You do not consult. The only time you attempt to do anything is when you react. When there is enough media pressure on you, you react because you think, “This is going to be a bad look,” and you still do not consult. People should not have to go to the media to get action from a government. These simple basic things like Revolve, like the Macgregor tip, like even Macarthur, which has been the greatest botch of the century in terms of how you people have stuffed that up, can be resolved by simply talking to people.

They will not always agree with you. You will not always agree with them. You may have things you want to do, but you should put them on the table, talk to people about them and walk them through it. You nod, Mr Barr, and so you should. You should have done that with school closures.

Mr Barr interjecting—

MR STEFANIAK: You should have put on the table the fact that you were looking at it—instead of hiding it and springing it in the functional review, springing it after a memo from the then education minister sort of saying, “We’ll have a look at a couple of things with schools, but nothing to do with closure.”

Mr Barr interjecting—

Opposition members interjecting—

MR STEFANIAK: You sprang school closures on them.

Mr Barr interjecting—

MR STEFANIAK: That is your smug, arrogant attitude again; here we go.
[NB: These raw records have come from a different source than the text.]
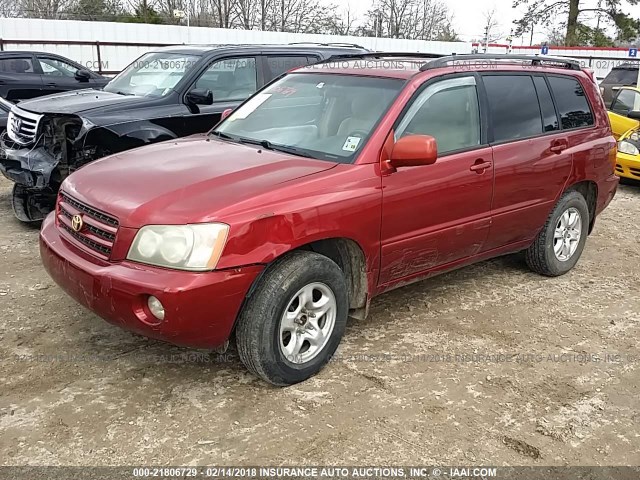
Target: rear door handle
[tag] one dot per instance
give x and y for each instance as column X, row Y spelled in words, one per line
column 480, row 166
column 559, row 146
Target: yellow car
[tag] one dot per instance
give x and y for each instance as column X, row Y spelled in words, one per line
column 624, row 116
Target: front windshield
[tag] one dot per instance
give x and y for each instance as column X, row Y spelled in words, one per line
column 325, row 116
column 154, row 74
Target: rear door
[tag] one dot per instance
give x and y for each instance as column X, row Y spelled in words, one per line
column 231, row 80
column 437, row 214
column 534, row 141
column 20, row 77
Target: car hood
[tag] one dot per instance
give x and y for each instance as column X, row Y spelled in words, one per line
column 188, row 180
column 81, row 101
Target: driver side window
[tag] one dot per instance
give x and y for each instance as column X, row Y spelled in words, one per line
column 230, row 79
column 448, row 111
column 55, row 67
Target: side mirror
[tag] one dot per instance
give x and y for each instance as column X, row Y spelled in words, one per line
column 413, row 151
column 82, row 76
column 199, row 96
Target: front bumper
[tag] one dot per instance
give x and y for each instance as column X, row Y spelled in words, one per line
column 28, row 166
column 628, row 166
column 200, row 308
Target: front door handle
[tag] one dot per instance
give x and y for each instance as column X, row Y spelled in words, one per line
column 480, row 166
column 559, row 146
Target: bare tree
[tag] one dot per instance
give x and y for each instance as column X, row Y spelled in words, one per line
column 413, row 19
column 491, row 25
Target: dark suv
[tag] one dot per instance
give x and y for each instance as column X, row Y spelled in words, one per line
column 623, row 75
column 168, row 93
column 25, row 75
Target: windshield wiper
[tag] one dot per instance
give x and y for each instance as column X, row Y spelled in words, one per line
column 224, row 136
column 267, row 145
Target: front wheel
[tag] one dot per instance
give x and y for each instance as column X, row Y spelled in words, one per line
column 560, row 243
column 294, row 320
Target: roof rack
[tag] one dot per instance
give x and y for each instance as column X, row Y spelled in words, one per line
column 534, row 59
column 380, row 55
column 330, row 44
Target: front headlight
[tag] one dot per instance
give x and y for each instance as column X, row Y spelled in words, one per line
column 628, row 148
column 195, row 247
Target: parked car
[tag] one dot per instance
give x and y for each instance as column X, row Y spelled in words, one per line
column 625, row 74
column 311, row 198
column 625, row 124
column 25, row 75
column 169, row 93
column 5, row 107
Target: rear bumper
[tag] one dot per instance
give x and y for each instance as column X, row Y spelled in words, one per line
column 200, row 308
column 606, row 191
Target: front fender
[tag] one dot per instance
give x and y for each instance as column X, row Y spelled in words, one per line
column 124, row 136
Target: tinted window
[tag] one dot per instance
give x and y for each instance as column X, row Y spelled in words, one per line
column 571, row 101
column 57, row 68
column 621, row 76
column 16, row 65
column 626, row 101
column 513, row 103
column 276, row 66
column 549, row 117
column 448, row 111
column 230, row 79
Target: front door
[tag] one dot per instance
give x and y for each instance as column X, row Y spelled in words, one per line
column 434, row 215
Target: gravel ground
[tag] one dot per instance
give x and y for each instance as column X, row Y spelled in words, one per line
column 490, row 364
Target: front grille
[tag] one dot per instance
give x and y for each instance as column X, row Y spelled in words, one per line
column 97, row 232
column 22, row 127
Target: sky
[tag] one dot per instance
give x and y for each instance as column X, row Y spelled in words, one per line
column 468, row 17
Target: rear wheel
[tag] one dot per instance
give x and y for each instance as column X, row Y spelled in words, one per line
column 558, row 246
column 294, row 320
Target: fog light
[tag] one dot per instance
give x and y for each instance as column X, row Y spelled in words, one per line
column 156, row 307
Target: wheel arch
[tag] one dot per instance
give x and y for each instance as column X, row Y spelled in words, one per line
column 589, row 190
column 350, row 257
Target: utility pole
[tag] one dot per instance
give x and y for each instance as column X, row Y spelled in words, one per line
column 531, row 39
column 486, row 39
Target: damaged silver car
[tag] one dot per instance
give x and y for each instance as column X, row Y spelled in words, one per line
column 163, row 95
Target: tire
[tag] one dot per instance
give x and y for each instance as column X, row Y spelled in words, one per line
column 263, row 334
column 552, row 256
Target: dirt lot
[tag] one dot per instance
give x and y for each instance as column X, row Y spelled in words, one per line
column 413, row 384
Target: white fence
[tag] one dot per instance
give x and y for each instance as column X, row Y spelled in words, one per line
column 600, row 60
column 110, row 46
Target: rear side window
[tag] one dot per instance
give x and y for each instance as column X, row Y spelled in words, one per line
column 16, row 65
column 572, row 103
column 448, row 111
column 549, row 117
column 277, row 65
column 514, row 108
column 621, row 76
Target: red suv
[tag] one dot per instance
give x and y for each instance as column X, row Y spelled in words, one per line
column 331, row 185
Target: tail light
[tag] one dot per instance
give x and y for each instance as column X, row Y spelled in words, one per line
column 613, row 153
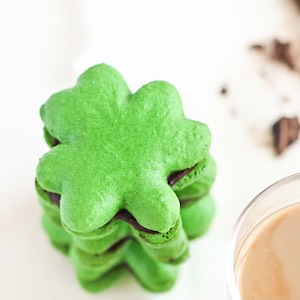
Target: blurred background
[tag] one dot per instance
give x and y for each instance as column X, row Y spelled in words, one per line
column 204, row 48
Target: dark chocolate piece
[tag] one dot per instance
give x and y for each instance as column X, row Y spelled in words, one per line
column 55, row 198
column 126, row 216
column 55, row 142
column 176, row 176
column 285, row 132
column 224, row 90
column 297, row 3
column 258, row 47
column 282, row 52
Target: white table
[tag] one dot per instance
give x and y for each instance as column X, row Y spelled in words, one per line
column 196, row 45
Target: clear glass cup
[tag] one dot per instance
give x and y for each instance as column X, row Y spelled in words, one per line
column 283, row 193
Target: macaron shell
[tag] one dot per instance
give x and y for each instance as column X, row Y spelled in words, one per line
column 197, row 217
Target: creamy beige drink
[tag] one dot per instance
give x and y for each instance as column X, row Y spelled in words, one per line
column 269, row 267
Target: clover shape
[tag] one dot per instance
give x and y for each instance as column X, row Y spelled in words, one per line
column 117, row 150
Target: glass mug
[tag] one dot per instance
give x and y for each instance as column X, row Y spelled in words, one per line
column 282, row 194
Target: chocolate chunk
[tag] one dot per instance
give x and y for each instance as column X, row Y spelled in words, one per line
column 176, row 176
column 126, row 216
column 258, row 47
column 285, row 132
column 224, row 90
column 55, row 198
column 55, row 142
column 297, row 3
column 282, row 53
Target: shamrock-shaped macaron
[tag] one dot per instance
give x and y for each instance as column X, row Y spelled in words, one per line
column 115, row 151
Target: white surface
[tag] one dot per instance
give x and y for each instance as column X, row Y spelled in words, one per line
column 197, row 46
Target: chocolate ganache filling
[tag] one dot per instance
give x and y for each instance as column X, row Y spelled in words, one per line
column 176, row 176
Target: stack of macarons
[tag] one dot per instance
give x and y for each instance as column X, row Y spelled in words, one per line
column 126, row 182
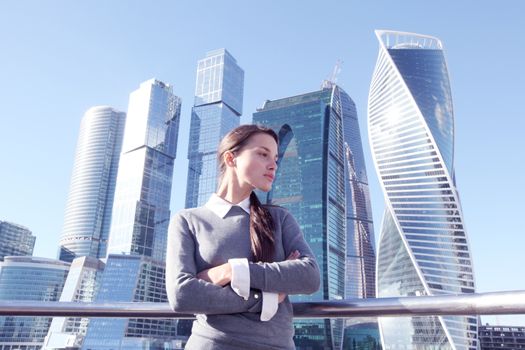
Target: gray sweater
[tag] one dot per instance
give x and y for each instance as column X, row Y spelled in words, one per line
column 198, row 239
MR SPEAKER: Order, members! Mr Stefaniak has the floor.

MR STEFANIAK: Thank you. If you had told people, “We have a problem here and we need to address it,” that would have been different from what you said for 15 years, but who cares? At least you might have seen the light and said: “Yes, there is a problem. Let’s talk about it. We will probably have to close some schools.” You take the community with you—and you are not going to please everyone and you are not going to please probably a few people whose schools you close, but the rest of the community will say: “Well, at least we were consulted. We were told. They didn’t leave us in the dark. They didn’t treat us like mushrooms. They didn’t spring something on us.”